For everything that is on the proverbial chopping block in the wake of the Governor’s May budget revise, there are cases to be made, and hard conversations to be had. In other cases, where spending is pre-determined due to longer term federal or state policies, the question is really one of how best to maximize returns and position our state for longer term economic and fiscal health.

Both the nation and state of California have committed to generational investments in transportation, energy, broadband and other types of public infrastructure. Beginning in 2022, the total estimated funds from federal infrastructure investments will total $41.9 billion over the next five years, and Governor Newsom has allocated $19.6 billion in Transportation funding alone as part of the 2024-2025 budget.

Collectively, these infrastructure expenditures will involve awarding tens of billions of dollars to private construction businesses tasked with managing subcontractors, meeting each project’s skilled workforce needs, abiding minimum safety, labor and other regulatory standards, and getting the job done right.

Reams of academic evidence tells us that when this happens, it is a boon both to the economy and to public budgets. A study by the World Bank concluded that infrastructure returns $1.50 to the economy for every dollar we invest. But when it is done wrong, workers, taxpayers and businesses can all lose.

In California, one study estimated that taxpayers lose $775 million in payroll tax revenue every year by virtue of construction businesses misclassifying workers as independent contractors, paying them in cash, or stealing their wages altogether. Others have pegged the annual cost to the nation well into the billions, and that still doesn’t include the additional costs and risks associated with contractors skirting safety rules, licensure requirements, and more.

It is for this reason that public agencies are needed to oversee these projects. They exist as taxpayer watchdogs that can ensure we are getting what we paid for, and to make sure that businesses being awarded public funds are delivering the job quality and workmanship they promise when bidding on projects.

In California, the agency tasked with oversight of the coming onslaught of public infrastructure investment is the Public Works Unit of the Department of Labor Standards Enforcement (DLSE).

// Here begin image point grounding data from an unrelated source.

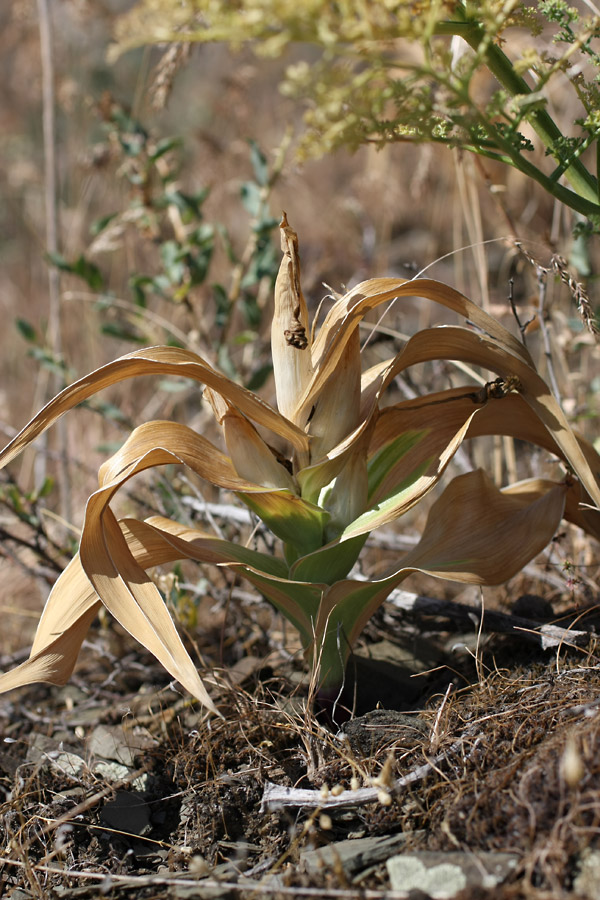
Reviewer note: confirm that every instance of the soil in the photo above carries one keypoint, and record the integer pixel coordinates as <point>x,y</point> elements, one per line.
<point>117,785</point>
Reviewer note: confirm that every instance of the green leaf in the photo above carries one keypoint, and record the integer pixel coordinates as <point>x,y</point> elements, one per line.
<point>27,331</point>
<point>379,465</point>
<point>297,522</point>
<point>259,164</point>
<point>164,146</point>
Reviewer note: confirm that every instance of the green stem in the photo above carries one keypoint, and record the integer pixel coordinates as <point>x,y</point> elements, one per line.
<point>585,196</point>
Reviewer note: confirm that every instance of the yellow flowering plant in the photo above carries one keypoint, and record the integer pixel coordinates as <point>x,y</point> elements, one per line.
<point>352,465</point>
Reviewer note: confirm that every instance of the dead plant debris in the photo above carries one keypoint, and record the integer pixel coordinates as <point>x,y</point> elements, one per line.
<point>116,787</point>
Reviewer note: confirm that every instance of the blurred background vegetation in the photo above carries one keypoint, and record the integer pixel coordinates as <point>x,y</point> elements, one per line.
<point>173,163</point>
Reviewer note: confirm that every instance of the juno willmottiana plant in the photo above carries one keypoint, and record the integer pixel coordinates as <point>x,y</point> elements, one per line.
<point>353,464</point>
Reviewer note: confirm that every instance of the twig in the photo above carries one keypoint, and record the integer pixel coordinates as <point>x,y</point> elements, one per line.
<point>542,284</point>
<point>51,192</point>
<point>275,796</point>
<point>243,886</point>
<point>544,635</point>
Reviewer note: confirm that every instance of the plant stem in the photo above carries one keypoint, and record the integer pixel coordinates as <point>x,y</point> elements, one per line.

Publicly available data shows that this agency is proving to be a great value. In the 2020-21 fiscal year, this investigative agency spent just over $12.6 million, and recouped more than $14 million in wages and penalties from non-compliant contractors.  That’s like giving someone $1 and getting $1.11 in return, in addition to the 50% return to the economy that is already associated with infrastructure investments.

Put another way, if your family was facing lean financial times and someone told you that they could boost the returns on investments you’d already made by 11% per year by taking out an insurance policy that paid for itself, you’d probably throw everything you could at it.

Today’s grim state budget realities not withstanding, California stands to benefit greatly from the historic state and federal investments in infrastructure that have already been signed into law.  It seems obvious that one of the primary concerns should be to protect those tax investments and boost our returns.  Funding for DLSE, and its public works unit, functions as an insurance policy to ensure these projects deliver not just the construction value—but also the job quality and economic benefits that have historically made these projects such sound public assets.

Ultimately, as the legislature considers hard choices in the budget process ahead, it is clear that DLSE and its public works unit should be protected, because they more than paying for themselves.  With more public construction investments coming through the pipeline, California needs this vital agency to be properly staffed with ongoing funding at levels higher than today.

It’s one investment that has consistently proven to deliver.

Dina Morsi is the Executive Director of NorCal Construction Industry Compliance, a joint labor management organization that promotes equitable public contracting standards.